'Azotlu gübreyle topraklarımızı mahvettik'

Beştepe Millet Kültür ve Kongre Merkezi'nde "Milli Tarım Projesi" toplantısında konuşuyor. Azotlu gübreyle topraklarımızı mahvettik. Doğallıktan uzak. Tüm hastalıkların temelinde o gübreleme yatıyor.

Kaynak : Memurlar.Net
Haber Giriş : 14 Kasım 2016 15:35, Son Güncelleme : 27 Mart 2018 00:42
'Azotlu gübreyle topraklarımızı mahvettik'

Başbakan Binali Yıldırım, Beştepe Millet Kültür ve Kongre Merkezi'nde yapılacak "Milli Tarım Projesi" toplantısına açıklamalarda bulundu. Ardından Cumhurbaşkanı Recep Tayyip Erdoğan toplantıda konuşma yapıyor.

Cumhurbaşkanı Erdoğan'ın konuşmasından notlar;

* Milletin evine sığmayıp şu an dışarda toplantımızı izleyen değerli kardeşlerim değerli misafirler sizleri en kalbi duygularımla hasretle muhabbetle selamlıyorum.

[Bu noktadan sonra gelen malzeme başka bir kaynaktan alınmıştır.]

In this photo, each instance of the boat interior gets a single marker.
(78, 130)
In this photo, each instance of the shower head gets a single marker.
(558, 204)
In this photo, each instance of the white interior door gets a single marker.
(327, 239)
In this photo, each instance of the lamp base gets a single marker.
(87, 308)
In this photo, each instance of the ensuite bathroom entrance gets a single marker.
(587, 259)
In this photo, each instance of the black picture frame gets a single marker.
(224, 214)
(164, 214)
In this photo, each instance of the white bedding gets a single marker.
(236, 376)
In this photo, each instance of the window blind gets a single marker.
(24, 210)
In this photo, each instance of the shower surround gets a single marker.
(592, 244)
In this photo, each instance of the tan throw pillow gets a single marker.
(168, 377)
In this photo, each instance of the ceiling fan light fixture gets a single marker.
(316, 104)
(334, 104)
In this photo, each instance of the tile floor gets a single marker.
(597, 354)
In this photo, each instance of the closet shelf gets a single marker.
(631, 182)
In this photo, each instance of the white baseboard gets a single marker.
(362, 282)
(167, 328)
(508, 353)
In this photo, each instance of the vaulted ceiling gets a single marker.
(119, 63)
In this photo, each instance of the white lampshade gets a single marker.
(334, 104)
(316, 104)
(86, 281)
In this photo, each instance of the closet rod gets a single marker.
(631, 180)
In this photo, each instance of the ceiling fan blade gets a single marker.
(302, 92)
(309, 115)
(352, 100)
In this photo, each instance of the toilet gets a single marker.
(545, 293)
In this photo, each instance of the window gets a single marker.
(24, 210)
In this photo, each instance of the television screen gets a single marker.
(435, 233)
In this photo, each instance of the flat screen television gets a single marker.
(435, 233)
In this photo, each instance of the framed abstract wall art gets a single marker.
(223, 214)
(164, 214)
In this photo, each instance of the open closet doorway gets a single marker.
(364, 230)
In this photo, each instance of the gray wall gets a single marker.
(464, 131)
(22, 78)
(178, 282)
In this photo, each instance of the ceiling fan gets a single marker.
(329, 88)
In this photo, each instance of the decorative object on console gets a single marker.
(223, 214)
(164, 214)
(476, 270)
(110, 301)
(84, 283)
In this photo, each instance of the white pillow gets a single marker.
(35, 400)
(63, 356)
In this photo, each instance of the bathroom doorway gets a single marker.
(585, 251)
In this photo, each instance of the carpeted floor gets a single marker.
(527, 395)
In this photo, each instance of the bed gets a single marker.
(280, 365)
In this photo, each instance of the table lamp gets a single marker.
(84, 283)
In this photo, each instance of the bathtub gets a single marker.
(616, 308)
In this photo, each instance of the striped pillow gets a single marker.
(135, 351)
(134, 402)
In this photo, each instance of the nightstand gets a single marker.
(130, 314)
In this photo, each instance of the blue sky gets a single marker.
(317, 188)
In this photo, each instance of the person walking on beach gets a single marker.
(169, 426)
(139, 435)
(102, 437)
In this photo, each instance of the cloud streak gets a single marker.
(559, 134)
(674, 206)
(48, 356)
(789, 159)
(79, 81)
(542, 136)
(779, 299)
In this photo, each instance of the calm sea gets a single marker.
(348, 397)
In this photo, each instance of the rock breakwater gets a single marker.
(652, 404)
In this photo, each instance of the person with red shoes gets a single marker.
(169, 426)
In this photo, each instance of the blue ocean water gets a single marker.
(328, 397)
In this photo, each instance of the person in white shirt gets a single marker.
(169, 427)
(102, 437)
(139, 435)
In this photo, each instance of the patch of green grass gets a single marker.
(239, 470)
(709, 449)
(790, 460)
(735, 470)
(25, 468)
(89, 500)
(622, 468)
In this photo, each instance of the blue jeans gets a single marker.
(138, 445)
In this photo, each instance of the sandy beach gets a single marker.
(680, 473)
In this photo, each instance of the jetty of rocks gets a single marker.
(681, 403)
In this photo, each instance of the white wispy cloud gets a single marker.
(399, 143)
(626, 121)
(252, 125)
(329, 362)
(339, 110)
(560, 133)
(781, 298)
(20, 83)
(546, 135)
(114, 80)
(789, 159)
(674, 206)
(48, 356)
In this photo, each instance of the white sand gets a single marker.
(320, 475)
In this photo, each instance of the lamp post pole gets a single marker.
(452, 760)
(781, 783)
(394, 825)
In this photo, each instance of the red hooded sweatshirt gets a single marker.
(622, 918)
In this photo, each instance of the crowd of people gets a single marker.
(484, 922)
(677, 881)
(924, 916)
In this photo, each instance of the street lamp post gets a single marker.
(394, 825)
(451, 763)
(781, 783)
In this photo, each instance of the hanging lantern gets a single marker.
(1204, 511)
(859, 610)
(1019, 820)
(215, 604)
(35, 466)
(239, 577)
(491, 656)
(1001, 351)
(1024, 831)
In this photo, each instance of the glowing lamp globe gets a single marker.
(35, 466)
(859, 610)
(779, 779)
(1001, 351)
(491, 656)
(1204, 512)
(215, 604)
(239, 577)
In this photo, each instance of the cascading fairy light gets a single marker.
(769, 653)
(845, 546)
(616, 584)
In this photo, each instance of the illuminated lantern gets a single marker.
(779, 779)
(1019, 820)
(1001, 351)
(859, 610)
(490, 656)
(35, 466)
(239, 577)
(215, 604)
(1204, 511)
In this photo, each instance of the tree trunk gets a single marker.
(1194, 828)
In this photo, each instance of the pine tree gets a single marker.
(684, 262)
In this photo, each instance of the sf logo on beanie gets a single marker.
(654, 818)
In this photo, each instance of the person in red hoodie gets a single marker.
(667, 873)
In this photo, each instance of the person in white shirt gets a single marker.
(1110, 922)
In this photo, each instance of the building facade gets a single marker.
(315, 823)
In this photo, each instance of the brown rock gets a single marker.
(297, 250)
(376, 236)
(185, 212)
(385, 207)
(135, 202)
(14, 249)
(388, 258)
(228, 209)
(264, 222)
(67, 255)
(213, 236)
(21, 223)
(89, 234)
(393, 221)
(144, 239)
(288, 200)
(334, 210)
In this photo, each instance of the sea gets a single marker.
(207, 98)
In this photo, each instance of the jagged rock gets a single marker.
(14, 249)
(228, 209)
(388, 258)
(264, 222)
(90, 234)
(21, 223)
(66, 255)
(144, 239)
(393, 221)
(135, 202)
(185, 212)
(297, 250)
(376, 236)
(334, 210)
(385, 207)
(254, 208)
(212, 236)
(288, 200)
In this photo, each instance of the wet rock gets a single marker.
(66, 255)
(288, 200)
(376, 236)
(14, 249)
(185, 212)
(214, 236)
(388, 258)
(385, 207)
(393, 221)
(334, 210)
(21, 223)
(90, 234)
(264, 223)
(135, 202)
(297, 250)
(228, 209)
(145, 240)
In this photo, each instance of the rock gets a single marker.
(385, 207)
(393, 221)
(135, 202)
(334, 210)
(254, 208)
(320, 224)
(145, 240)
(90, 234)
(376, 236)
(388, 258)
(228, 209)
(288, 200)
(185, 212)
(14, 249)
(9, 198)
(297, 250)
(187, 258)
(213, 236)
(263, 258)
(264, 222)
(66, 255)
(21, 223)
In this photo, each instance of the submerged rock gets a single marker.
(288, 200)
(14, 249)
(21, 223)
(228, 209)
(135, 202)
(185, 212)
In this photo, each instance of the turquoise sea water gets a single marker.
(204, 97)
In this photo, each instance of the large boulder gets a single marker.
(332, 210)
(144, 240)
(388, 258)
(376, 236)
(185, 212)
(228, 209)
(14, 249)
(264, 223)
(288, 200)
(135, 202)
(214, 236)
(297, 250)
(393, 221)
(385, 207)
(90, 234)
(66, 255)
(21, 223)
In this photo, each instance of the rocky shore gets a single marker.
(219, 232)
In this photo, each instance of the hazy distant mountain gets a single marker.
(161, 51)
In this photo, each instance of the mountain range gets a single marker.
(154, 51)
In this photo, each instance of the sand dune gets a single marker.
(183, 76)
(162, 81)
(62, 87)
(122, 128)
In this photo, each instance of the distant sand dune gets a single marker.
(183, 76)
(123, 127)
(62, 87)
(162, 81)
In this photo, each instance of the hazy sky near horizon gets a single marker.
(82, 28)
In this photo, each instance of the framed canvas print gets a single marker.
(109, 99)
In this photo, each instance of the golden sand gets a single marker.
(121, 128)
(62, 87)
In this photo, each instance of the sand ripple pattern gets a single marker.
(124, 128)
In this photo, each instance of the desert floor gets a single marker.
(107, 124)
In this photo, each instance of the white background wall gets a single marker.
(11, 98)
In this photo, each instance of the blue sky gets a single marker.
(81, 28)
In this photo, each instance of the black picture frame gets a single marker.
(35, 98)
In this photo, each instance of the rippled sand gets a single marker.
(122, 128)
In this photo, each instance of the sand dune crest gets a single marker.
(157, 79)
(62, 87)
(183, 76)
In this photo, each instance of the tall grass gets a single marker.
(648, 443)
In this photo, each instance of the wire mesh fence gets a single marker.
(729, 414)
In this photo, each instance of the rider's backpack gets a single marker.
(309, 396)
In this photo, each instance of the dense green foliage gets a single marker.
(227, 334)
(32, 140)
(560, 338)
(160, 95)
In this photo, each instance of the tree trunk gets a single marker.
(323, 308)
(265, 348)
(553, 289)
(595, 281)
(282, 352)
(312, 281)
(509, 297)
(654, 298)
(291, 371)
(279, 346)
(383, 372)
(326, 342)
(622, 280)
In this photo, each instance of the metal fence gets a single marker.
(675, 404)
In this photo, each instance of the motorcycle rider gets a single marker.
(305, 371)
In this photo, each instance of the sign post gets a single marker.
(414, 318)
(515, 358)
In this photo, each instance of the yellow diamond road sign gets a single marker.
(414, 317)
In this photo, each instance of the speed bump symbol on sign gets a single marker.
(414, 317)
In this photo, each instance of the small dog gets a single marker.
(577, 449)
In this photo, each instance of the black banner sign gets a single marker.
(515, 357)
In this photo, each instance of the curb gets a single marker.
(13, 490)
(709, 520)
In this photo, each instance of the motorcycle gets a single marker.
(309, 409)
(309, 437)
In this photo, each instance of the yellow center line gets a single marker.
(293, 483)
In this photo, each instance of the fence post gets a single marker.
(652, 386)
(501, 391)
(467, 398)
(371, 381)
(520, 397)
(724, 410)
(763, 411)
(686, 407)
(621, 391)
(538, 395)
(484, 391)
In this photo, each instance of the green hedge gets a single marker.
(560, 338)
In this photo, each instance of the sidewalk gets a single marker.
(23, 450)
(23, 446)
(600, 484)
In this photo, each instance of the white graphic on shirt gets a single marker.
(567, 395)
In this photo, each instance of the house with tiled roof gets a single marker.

Gıda Tarım Hayvancılık Bakanlığımız tarafından uygulamaya sokulan Milli Tarım Projesi'nin hayırlı olmasını temenni ediyorum.

* Rahmetli Aşık Veysel ne güzel söylemiş; Dost dost diye nicesine sarıldım, benim sadık yarim kara topraktır. Beyhude dolandım boşa yoruldum, benim sadık yarim kara topraktır. Sadık yarimiz olan toprağa hakettiği değeri vermezsek top yekün insanlığın geleceğini tehdit altına sokmuş oluruz.

* Rabbim bizlere topraktan yaratıldığımızı ve toprağa döneceğimize haber veriyor. İnsanoğlunun hayatta kalmasını sağlayan hususların başında tarım ve hayvancılık başarısı denk geliyor. Bunların üretimini beceremeseydi insanoğlu hayatına devam edemezdi.

* Hayatımızı sürdürmek için ihtiyaç duyduğumuz ürünlerin belli meslekler tarafından yürütülmesi bizler için çalışmalar sağlar. Bu hususları tekrarlamamın sebebi ülkemizde tarım ve hayvancılığın önemli olduğunu ifade etmektir. Milli Tarım Projesi gerçekten de her türlü takdir ve desteği hakediyor.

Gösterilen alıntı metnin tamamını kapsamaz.